D'une part, le Conseil a jugé que la loi contestée n'a ni pour objet, ni pour effet de reconnaître aux couples de personnes de même sexe un « droit à l'enfant ». D'autre part, il a jugé que le dixième alinéa du Préambule de la Constitution de 1946 implique le respect de l'exigence de conformité de l'adoption à l'intérêt de l'enfant. Le Conseil a vérifié le respect de cette exigence par les dispositions applicables tant aux couples de personnes de même sexe qu'à ceux formés d'un homme et d'une femme. Ces couples sont soumis, en vue de l'adoption, à une procédure d'agrément. Le Conseil constitutionnel a jugé que, pour tous les couples, les dispositions relatives à cet agrément ne sauraient conduire à ce que celui-ci soit délivré sans que l'autorité administrative ait vérifié, dans chaque cas, le respect de l'exigence de conformité de l'adoption à l'intérêt de l'enfant. Par ailleurs la loi déférée ne déroge pas à l'article 353 du code civil qui impose au tribunal de grande instance de ne prononcer l'adoption que si elle est conforme à l'intérêt de l'enfant. Cette disposition met en oeuvre, comme la réserve formulée par le Conseil sur l'agrément, l'exigence constitutionnelle selon laquelle l'adoption ne peut être prononcée que si elle est conforme à l'intérêt de l'enfant.

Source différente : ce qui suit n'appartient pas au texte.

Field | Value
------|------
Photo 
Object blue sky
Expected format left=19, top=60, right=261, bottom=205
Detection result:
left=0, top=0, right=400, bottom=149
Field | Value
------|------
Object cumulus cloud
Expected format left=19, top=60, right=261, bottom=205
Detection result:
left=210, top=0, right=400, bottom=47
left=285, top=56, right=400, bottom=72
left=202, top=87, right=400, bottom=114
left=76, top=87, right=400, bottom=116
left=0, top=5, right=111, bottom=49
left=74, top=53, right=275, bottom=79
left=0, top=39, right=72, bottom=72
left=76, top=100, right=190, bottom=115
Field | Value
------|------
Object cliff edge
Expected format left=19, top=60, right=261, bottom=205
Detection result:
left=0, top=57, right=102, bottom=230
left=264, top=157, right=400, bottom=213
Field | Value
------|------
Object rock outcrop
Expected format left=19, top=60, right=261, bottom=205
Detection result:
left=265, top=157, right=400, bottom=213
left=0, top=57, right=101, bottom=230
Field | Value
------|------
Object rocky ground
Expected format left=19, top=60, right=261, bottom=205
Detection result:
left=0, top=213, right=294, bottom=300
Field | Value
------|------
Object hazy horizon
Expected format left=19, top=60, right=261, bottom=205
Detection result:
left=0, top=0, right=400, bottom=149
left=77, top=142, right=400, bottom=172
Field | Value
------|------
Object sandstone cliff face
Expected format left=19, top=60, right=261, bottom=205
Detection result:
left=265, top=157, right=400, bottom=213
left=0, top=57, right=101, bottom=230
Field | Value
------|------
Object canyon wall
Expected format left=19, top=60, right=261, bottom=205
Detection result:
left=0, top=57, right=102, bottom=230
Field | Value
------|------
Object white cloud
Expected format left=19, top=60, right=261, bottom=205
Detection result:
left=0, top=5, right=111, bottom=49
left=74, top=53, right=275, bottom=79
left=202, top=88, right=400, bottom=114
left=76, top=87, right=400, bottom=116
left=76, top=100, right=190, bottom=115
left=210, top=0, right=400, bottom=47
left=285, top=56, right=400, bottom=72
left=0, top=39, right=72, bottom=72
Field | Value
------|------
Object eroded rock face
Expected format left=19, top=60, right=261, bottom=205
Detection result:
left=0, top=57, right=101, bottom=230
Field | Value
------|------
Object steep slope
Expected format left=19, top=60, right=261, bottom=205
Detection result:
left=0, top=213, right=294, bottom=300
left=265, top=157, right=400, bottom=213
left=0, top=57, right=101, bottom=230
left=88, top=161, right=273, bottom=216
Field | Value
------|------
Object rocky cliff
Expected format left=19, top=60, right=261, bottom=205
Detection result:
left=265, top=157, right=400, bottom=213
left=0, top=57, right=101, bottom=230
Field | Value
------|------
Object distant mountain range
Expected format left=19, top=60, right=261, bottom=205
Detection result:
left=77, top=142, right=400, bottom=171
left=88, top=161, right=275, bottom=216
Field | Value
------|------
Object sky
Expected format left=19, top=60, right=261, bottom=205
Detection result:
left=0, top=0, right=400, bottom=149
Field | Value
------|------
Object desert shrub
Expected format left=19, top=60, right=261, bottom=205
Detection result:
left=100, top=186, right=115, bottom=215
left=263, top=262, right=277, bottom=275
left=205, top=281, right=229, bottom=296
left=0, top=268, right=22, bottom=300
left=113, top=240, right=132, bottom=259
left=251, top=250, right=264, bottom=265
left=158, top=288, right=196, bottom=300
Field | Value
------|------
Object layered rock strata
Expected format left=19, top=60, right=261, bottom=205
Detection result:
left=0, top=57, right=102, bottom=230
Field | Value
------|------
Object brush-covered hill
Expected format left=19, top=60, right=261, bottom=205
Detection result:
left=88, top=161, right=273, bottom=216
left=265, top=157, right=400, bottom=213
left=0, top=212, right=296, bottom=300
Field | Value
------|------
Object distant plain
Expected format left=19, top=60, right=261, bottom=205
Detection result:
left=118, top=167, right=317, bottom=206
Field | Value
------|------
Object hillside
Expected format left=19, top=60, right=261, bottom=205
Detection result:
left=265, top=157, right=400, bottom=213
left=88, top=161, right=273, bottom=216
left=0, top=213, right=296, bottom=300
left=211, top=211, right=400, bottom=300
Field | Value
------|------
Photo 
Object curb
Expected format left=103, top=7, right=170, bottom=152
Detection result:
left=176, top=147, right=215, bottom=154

Le Conseil a relevé que la législation antérieure à la Constitution de 1946 relative aux conditions de l'adoption et aux conditions d'établissement de la maternité et de la paternité a toujours compris des règles limitant ou encadrant les conditions dans lesquelles un enfant peut voir établir les liens de filiation à l'égard du père ou de la mère dont il est issu. Il n'existe donc pas de principe fondamental reconnu par les lois de la République en la matière.

Le Conseil a également estimé que l'ouverture de l'adoption aux couples de personnes de même sexe et au sein de tels couples n'avait par pour effet de rendre inintelligibles les autres dispositions du code civil, notamment celles relatives à la filiation. Il a aussi jugé qu'aucune exigence constitutionnelle n'imposait que cette réforme soit accompagnée d'une modification des dispositions du code de la santé publique relative à la procréation médicalement assistée, laquelle a pour objet de pallier l'infertilité pathologique, médicalement constatée, d'un couple formé d'un homme et d'une femme, qu'ils soient ou non mariés. Il en va de même pour les dispositions du code civil prohibant le recours à la gestation pour le compte d'autrui.

En troisième lieu, le Conseil a écarté les griefs formulés par les requérants dirigés contre les dispositions de la loi relatives au nom de famille, au code du travail, au recours aux ordonnances, à la validation des mariages antérieurs à la loi et à l'application de la loi outre-mer. Ces diverses dispositions sont conformes à la Constitution.